How Content Classification Works in Microsoft 365

Sudakshina Bhattacharjee | 17 Apr 2020

Imagine all the content that your organisation creates, revises, stores and shares…and the level of manual admin that is involved in keeping all this content organised.

In this perpetually busy world, where multitasking is the name of the game, we find ourselves having less and less time to identify, analyse and classify our most valuable business asset: our content.

The risk of not continually classifying our content could mean that we would be ignoring the strategic value and intelligence that our content could give us.

How content classification currently works

Traditional legacy and partially automated classification methods are not enough to manage huge volumes of data. There are typically two ways in which content is classified: supervised and progressive.

Supervised classification involves the application of an Enterprise Content Management system to manually classify various forms of business content and store them within containers in repositories.

Progressive classification bypasses the need for manual supervision. It applies Machine Learning (ML), which is an AI application that enables systems to learn and improve its experience without being explicitly programmed, to identify unique and regular sets of data for instant access.

This could help to bring down costs significantly as less investment is required to train staff and management to look after it all.

The benefits of progressive classification

When applied correctly, progressive classification can improve user experience, because manual data processing is typically replaced with an intelligent, automated system, which businesses can figure to adapt to their evolving requirements.

By leveraging artificial intelligence and Machine Learning, the repositories of unstructured data that exist within legacy systems are automatically processed, which could be used to get some value in the form of new insights or unknowns.

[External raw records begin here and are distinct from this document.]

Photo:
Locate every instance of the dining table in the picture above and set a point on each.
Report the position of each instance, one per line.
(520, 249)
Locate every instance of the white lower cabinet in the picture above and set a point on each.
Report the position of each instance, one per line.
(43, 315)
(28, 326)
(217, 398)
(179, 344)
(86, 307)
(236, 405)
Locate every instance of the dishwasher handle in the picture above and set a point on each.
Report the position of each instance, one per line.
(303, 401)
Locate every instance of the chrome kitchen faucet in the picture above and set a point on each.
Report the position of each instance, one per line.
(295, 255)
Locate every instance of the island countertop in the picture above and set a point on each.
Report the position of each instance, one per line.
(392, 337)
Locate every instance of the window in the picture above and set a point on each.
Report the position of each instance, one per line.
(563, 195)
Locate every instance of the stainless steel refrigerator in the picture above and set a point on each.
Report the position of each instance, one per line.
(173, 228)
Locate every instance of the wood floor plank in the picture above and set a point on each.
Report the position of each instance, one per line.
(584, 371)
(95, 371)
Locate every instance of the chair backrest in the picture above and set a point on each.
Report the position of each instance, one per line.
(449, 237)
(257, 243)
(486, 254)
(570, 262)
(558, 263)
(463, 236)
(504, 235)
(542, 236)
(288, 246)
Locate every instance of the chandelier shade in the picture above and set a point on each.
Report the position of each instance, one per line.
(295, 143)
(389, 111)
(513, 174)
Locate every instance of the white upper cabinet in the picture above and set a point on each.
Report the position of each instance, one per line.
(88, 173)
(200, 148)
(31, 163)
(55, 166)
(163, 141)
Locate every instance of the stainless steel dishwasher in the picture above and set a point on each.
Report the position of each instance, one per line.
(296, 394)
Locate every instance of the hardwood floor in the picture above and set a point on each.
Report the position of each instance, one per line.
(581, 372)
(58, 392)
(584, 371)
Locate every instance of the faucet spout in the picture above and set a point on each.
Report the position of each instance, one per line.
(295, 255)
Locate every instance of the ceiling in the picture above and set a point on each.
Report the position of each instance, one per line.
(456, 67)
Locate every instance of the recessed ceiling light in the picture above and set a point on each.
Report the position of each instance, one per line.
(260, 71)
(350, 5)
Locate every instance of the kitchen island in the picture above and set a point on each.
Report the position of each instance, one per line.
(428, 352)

Documents are grouped from various business lines for instant access and amendments. Some of these documents typically contain sensitive information, and this can further be clustered into subgroups based on the metadata that the AI/ML application detects. For example, invoices that require urgent attention or employee information that no longer requires retaining.

Bear in mind: all this is done via automation. Yes, things are getting exciting!

Discover your content using our Content Analyser tool

How sensitivity and retention labelling work in Microsoft 365

With intelligent automation, organisations can finally say goodbye to manually filing and archiving documents in folders – be this digitally or physically (yes, physical filing still happens!) – especially those that contain sensitive and confidential information.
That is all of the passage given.